- Throughout my early 20s, the doctors gave me a variety of anti-depressants which invariably left me ill and didn't help me, the doctors didn't tend to actively moniter me on these drugs and it was a question of either making appointments and feeling stupid and a nuisance or not going back, I was never given repeat prescriptions, and to this day I puzzle as to what a repeat prescription actually is, as I simply have always had to go back to the surgery and beg for more prescriptions each time I run out and I always felt stupid about it, a waste of time. Alternately I would just let the awful andti-depressants run out, and then my work and friendships would suffer a bit less.

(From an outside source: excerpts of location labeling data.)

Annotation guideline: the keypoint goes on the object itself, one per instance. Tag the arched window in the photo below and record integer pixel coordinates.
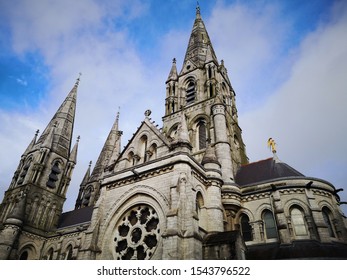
(24, 171)
(131, 159)
(50, 254)
(269, 225)
(152, 152)
(246, 228)
(143, 148)
(86, 196)
(202, 134)
(69, 251)
(53, 176)
(298, 222)
(24, 255)
(201, 210)
(328, 221)
(190, 93)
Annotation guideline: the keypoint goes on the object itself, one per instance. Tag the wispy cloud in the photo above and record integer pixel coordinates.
(293, 92)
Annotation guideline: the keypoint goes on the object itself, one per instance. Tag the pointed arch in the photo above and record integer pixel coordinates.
(270, 228)
(328, 219)
(190, 91)
(54, 176)
(201, 210)
(246, 228)
(24, 171)
(297, 217)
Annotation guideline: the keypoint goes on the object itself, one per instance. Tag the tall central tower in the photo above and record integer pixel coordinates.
(202, 90)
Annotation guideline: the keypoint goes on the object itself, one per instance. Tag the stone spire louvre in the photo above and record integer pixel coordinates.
(173, 72)
(111, 146)
(62, 123)
(199, 45)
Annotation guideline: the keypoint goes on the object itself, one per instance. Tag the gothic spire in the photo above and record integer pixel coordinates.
(110, 148)
(62, 124)
(173, 72)
(73, 154)
(199, 46)
(31, 144)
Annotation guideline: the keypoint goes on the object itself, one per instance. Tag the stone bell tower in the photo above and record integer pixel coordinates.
(202, 90)
(39, 185)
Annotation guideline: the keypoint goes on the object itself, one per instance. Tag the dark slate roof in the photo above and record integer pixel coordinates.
(75, 217)
(264, 170)
(222, 237)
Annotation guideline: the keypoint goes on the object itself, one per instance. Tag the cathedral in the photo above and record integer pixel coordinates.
(185, 190)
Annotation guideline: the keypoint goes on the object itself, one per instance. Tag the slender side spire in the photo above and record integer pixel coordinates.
(173, 72)
(31, 144)
(199, 46)
(83, 185)
(183, 141)
(107, 151)
(62, 123)
(73, 154)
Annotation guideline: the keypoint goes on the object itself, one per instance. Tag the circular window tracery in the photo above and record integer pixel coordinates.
(137, 233)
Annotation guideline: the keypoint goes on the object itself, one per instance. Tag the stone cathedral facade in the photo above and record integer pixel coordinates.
(182, 191)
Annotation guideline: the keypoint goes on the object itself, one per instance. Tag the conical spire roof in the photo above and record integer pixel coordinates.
(173, 76)
(73, 154)
(107, 151)
(31, 144)
(199, 47)
(62, 124)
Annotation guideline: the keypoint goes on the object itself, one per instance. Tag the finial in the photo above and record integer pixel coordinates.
(148, 113)
(272, 145)
(78, 79)
(197, 8)
(118, 113)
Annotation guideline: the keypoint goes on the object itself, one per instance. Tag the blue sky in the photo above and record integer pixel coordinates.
(287, 61)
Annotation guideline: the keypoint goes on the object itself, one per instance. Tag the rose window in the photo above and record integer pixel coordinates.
(137, 234)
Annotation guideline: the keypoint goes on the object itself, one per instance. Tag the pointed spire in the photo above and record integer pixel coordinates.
(17, 215)
(199, 45)
(48, 141)
(110, 145)
(62, 122)
(210, 156)
(117, 145)
(31, 144)
(73, 154)
(87, 175)
(173, 76)
(182, 135)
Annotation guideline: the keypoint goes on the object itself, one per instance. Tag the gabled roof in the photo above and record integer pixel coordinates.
(264, 170)
(145, 125)
(76, 217)
(199, 47)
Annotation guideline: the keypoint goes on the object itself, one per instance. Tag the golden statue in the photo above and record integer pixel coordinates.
(272, 145)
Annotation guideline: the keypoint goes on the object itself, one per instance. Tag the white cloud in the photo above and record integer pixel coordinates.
(305, 115)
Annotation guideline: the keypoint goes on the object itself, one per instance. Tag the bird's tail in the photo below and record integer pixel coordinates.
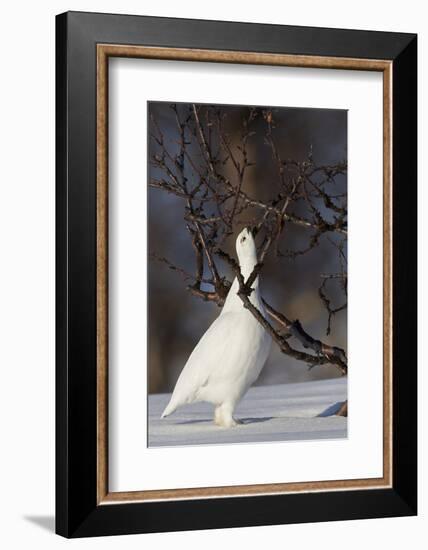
(170, 408)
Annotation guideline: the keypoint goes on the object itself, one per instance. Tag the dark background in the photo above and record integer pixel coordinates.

- I never got much help or support from the doctors in the town where I went after the sheltered house. It was a youth worker and church people who saw me struggling and almost simultaneously discussed Asperger Syndrome and Autism with me, and lobbied the Doctor to refer me for assessment. At the time, however, there was no facility in Hampshire for assessment and so there was a very long wait as I continued to struggle with life.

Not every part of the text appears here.